Two years after that, with a GED and plans to attend the Community College of Pennsylvania, Mason was a director presenting the trailer of his documentary, “Push Outs,” at a Tuesday afternoon session at ISTE devoted to showcasing the best of Philadelphia youth media.
The film, created by Mason and other students from YESPhilly, a nonprofit program dedicated to providing opportunities for youths who dropped out of Philadelphia schools through arts and media education, aims to combat the stereotypes about dropouts Mason perceives as universally accepted.
“We wanted to speak out for the kids who couldn’t,” Mason said.
Mason’s film, which chronicled the struggles of students who say they felt unmotivated, bored, or unfairly labeled by what they experienced in the public school system, was just one of a half-dozen captivating pictures presented from youth filmmakers who each told a story of a different Philadelphia. All of the films were made outside of school, through local nonprofit groups like the Big Picture Alliance, Messages in Motion, The Village of Arts and Humanities, and youth programs run by Temple University, PBS and NPR affiliate WHYY, and local access television.
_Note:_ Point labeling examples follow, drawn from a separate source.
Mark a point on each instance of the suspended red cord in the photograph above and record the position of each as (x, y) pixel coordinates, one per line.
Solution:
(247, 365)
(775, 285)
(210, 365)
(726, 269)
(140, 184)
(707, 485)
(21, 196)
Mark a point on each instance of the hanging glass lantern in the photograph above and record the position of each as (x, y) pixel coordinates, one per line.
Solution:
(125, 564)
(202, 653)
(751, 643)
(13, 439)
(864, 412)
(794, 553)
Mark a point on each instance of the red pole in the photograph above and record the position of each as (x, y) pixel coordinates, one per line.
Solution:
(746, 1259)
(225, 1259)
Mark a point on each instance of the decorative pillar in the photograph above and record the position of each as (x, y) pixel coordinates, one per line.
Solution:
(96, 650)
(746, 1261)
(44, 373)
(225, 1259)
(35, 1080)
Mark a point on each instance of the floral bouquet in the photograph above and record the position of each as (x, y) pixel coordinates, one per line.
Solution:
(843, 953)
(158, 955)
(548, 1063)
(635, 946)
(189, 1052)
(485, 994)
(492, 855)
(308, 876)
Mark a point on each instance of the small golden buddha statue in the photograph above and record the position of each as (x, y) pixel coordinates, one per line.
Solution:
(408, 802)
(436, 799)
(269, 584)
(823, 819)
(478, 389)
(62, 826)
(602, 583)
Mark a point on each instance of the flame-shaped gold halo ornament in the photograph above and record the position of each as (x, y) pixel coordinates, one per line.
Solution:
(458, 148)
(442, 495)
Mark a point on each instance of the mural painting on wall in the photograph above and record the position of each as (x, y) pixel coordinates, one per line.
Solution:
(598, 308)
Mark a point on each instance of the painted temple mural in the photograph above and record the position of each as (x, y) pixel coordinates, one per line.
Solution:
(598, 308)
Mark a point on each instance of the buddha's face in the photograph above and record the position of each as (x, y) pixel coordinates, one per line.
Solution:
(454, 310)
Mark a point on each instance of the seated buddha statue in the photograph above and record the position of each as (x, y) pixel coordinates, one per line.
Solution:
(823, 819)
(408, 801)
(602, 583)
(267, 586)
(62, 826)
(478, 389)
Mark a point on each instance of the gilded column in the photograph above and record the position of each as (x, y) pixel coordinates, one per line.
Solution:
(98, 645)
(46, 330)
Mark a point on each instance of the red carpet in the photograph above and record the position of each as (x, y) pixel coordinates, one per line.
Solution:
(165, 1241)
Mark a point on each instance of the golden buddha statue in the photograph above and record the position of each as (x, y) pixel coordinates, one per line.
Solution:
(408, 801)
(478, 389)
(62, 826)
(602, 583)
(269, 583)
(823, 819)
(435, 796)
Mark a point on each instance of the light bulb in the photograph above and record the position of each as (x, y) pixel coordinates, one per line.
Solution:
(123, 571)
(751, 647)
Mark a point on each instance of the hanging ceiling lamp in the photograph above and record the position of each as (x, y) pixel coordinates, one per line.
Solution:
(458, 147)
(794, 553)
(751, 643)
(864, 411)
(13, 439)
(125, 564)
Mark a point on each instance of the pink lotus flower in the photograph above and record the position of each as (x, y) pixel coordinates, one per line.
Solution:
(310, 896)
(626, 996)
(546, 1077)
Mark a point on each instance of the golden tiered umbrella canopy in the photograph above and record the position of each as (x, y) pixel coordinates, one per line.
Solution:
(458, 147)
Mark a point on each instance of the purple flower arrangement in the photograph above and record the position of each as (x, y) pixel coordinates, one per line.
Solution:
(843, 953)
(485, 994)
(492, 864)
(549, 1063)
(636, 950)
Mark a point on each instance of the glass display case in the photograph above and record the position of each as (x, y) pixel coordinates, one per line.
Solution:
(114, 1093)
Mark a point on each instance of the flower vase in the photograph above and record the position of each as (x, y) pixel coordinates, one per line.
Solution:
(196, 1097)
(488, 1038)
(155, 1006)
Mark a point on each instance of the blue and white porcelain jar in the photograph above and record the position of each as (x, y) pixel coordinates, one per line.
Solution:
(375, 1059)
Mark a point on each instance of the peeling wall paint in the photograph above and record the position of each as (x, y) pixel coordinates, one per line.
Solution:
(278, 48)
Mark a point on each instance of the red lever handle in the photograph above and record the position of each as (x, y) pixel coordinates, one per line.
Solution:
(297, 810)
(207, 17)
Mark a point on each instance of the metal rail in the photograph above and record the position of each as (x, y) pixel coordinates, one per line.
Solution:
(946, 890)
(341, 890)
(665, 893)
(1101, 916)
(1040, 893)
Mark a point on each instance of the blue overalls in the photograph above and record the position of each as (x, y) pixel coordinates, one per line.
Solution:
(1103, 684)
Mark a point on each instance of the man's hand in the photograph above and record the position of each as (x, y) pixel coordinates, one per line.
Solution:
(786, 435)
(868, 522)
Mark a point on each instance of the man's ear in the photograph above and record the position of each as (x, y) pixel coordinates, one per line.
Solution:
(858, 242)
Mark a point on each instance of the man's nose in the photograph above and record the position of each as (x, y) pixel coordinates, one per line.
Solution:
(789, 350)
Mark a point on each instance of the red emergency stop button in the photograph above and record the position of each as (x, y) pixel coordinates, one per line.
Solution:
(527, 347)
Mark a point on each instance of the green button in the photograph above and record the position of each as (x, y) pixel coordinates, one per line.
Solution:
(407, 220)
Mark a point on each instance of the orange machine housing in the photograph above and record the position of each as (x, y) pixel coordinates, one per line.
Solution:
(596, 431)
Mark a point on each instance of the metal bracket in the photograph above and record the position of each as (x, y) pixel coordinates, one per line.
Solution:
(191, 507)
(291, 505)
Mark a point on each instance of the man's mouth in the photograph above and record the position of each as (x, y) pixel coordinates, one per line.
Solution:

There was “Jerk,” the short action thriller about a student who loses his mother and ends up down the wrong path, out of school, into drugs, and eventually almost on the wrong end of a gun. His friends, who don’t understand his changed behavior until overhearing a conversation about his mother’s passing, follow his path until they find him in a dispute over money in an abandoned park, and somehow rescue him from certain doom.
There was “Rappin it up in Philly,” a documentary from Madi Pignetti and Fabliha Khurshan, both rising juniors at Masterman High School, that examines the aspirations of teenage rap artists as they weigh pursuing their musical dreams against investment in education.
And there was an untitled documentary about high school football-related concussion injuries from Khalil Steward and Jared Jackson, both rising juniors (and football players) at Imotep Institute Charter High School, who spliced together a shocking cascade of vicious, head-to-head hits across the NFL, college, high school, and even Pop Warner games.
“It’s important to really know,” said Jackson, who has seen several teammates suffer concussions, “how it effects their head and their mind.”
There is boundless potential for digital education—to give Internet access, individualized instruction, a sense of comfort, and even a preview of the working world to students. Gaining the power of self expression—through video, audio, blogs, websites—usually falls further down the list in level of importance when advocates tout technology.
But if we accept a national school system in drastic need of repair, and we see technology as an agent of change, perhaps its most powerful is to give students a voice that others with the power to reform can understand. Because it may always be a struggle to pull people to visit the worst schools, the most endangered students, and the poorest neighborhoods. But when it’s all possible through the click of a mouse, there’s really no excuse.